Business Intelligence platforms help to extract and interpret business data using interactive tools for effective and accurate decision making. These platforms not only use multiple data sources but also provide self-service data modelling and dynamic content sharing options – all of which only exaggerate the problem of understanding data flows and complying with privacy and data residency regulations. A lack of visibility into information flows, particularly the unstructured data leads to inconsistent access policies.
Security hasn’t been a part of the strategy from CIOs or CDOs and is therefore largely missing from the architecture designs of Big Data and BI platforms. Distributed platforms increase complexity as they have inconsistent security practices across nodes and interactions between the distributed nodes are generally not secured.
Fragmented Big Data environments make it difficult to understand data flows and apply homogenous security policies and access controls throughout the environment.
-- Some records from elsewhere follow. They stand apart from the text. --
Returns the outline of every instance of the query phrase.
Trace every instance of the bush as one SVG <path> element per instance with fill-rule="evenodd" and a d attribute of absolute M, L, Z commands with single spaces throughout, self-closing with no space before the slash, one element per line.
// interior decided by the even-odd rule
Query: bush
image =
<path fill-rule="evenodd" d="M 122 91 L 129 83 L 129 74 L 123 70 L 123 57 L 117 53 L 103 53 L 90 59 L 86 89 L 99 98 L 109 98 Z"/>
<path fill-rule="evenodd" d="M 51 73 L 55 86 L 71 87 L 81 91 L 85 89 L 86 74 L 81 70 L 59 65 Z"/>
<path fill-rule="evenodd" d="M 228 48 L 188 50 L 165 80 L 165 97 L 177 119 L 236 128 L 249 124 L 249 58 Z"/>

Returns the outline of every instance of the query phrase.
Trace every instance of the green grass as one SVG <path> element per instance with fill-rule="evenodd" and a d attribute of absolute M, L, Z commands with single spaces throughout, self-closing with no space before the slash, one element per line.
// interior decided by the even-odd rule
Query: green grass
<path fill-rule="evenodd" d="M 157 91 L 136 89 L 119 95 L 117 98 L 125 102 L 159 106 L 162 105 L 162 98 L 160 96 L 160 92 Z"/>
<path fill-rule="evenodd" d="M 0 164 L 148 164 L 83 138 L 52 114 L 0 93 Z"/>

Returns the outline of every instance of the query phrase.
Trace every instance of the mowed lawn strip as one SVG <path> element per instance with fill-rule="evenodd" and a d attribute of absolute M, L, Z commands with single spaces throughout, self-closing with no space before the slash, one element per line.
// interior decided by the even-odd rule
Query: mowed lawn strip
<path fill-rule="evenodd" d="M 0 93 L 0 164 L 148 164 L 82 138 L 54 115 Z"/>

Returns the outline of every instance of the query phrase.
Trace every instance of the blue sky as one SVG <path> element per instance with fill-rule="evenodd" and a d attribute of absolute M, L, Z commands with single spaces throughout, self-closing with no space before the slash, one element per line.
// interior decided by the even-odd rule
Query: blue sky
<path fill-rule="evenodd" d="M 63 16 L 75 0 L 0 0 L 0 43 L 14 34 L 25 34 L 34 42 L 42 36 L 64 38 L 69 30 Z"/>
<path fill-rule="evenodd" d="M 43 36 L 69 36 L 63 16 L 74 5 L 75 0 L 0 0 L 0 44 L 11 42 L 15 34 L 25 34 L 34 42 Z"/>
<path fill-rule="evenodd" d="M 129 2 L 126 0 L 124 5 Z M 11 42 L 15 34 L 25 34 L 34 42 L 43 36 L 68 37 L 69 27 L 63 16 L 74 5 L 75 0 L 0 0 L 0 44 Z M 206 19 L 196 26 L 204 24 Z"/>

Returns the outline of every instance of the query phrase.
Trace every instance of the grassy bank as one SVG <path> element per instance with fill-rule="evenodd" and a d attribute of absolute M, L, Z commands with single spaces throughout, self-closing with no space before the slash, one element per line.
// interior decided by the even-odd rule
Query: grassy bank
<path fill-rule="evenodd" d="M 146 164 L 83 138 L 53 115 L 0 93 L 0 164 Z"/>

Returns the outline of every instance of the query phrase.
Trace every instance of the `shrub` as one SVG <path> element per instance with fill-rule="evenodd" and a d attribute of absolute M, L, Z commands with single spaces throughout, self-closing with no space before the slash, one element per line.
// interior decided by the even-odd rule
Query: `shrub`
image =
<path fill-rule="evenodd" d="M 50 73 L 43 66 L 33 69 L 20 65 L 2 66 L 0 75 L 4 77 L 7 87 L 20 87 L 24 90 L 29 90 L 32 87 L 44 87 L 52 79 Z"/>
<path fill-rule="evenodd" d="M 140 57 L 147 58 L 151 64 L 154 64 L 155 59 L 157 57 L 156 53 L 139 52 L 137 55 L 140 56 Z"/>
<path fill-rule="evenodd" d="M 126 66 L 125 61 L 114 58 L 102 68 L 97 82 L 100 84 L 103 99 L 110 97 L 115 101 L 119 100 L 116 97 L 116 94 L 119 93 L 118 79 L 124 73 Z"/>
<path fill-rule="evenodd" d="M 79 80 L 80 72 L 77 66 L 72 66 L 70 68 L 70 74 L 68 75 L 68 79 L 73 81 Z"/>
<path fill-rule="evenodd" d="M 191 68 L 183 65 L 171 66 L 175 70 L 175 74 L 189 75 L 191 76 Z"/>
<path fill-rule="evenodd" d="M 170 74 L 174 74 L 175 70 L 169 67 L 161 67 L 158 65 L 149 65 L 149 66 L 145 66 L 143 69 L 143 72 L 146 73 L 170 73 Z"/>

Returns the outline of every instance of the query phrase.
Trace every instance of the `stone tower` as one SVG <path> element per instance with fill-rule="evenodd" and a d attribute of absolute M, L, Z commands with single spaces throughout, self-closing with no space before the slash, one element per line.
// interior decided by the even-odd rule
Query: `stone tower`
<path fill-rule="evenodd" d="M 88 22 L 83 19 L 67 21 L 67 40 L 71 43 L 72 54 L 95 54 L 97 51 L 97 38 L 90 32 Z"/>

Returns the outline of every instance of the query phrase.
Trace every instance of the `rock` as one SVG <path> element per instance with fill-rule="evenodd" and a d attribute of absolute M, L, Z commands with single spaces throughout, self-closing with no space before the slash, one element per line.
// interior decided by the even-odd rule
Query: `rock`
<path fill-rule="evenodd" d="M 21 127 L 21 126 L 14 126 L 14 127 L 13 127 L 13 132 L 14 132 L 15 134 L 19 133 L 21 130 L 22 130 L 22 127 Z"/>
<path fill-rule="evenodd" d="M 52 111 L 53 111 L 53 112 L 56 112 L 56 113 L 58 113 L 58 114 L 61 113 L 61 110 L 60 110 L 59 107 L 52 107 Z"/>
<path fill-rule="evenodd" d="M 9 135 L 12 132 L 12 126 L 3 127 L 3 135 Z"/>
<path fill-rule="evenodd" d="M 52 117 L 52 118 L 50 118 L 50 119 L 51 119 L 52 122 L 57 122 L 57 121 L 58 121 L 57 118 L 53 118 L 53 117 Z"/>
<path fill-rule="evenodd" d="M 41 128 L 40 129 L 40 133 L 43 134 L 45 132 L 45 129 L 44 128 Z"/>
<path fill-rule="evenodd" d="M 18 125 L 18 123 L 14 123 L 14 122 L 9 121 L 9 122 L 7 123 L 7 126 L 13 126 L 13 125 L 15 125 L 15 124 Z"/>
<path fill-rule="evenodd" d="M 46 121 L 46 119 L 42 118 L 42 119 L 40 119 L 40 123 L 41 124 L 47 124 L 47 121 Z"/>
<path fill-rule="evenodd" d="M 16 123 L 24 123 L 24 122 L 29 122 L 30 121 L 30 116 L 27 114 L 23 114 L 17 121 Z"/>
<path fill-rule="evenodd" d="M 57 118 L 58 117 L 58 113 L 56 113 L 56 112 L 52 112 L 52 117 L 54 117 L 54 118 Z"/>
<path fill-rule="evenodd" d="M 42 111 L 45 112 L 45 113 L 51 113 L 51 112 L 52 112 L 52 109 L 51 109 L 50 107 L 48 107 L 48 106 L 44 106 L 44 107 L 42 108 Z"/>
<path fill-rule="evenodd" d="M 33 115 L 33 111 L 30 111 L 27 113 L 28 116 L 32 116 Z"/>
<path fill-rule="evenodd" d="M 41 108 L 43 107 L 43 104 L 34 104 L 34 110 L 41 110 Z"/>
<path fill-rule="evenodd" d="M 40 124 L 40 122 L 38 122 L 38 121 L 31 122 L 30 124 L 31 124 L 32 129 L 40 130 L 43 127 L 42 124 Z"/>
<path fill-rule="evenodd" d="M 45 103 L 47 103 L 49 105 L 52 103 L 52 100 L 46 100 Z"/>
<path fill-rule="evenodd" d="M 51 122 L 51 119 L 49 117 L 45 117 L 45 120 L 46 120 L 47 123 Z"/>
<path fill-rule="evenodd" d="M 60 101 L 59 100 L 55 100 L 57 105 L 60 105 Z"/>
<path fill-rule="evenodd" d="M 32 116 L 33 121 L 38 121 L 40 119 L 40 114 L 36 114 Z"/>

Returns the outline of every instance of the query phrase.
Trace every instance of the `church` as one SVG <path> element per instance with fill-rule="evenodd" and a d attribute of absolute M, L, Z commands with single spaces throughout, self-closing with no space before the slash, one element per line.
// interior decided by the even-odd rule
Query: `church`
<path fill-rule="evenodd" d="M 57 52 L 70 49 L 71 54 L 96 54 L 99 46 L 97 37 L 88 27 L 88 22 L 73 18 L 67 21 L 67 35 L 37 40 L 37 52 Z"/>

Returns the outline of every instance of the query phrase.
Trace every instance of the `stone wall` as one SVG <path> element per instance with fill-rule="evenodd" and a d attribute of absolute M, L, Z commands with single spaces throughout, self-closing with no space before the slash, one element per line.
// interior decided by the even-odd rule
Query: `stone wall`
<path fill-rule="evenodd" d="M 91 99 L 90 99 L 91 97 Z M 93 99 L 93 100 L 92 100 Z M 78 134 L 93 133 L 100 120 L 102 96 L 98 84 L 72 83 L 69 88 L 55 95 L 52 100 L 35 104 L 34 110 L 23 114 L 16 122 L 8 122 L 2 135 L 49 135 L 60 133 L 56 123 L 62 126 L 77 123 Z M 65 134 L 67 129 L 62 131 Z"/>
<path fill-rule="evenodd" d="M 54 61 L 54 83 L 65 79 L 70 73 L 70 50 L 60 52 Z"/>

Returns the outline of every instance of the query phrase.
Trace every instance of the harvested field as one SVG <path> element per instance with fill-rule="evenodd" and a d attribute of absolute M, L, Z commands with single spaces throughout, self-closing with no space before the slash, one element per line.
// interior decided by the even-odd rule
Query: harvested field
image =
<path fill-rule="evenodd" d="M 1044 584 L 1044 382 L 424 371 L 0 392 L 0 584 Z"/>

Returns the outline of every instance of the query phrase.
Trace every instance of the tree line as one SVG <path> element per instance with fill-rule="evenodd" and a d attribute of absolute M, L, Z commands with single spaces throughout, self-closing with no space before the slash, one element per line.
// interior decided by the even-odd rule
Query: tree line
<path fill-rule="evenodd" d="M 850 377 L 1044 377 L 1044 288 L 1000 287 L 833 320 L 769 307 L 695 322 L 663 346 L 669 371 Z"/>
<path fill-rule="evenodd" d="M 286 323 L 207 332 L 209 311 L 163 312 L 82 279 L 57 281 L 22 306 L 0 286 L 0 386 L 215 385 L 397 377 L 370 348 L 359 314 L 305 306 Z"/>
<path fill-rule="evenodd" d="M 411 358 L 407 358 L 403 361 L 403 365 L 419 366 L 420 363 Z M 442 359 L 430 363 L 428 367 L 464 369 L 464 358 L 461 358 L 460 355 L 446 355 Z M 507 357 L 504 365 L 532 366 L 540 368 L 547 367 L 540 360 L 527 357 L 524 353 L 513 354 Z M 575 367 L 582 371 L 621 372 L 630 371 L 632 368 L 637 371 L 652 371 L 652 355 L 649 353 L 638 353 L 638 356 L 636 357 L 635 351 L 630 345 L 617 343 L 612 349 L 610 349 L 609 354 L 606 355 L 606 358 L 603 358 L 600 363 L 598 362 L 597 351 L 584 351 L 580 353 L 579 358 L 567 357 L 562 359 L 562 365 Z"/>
The primary drivers for Data Security & Governance (DSG) for Big Data and BI platforms remain:
- Secured data processing across the distributed data environment
- Ensuring data quality through input source filtering and data validation
- Complying to data residency and privacy regulations
- Achieving access governance to a granular data level
While most Big Data and BI platforms offer propriety access control mechanisms, they are limited in scope and remain fragmented. Most of these controls are inflexible and remain vendor technology dependent. Existing IAM tools do not support Big Data and BI operations and therefore can’t be extended to address the security requirements of such environments. Further, access control for the vast amount of unstructured data is a major challenge for most organizations and security leaders that remains largely unaddressed by most IAM vendors today. With the massive collection of data through multiple data sources including third-party data streams, it becomes increasingly important for CIOs, CISOs and CDOs to implement effective data security and governance (DSG) for the Big Data and BI platforms to gain the required visibility and appropriate level of control over the data flowing through the enterprise systems, applications and databases. To add to these challenges is the lack of InfoSec professionals in the market and the Big Data security skills particularly remain few and rare.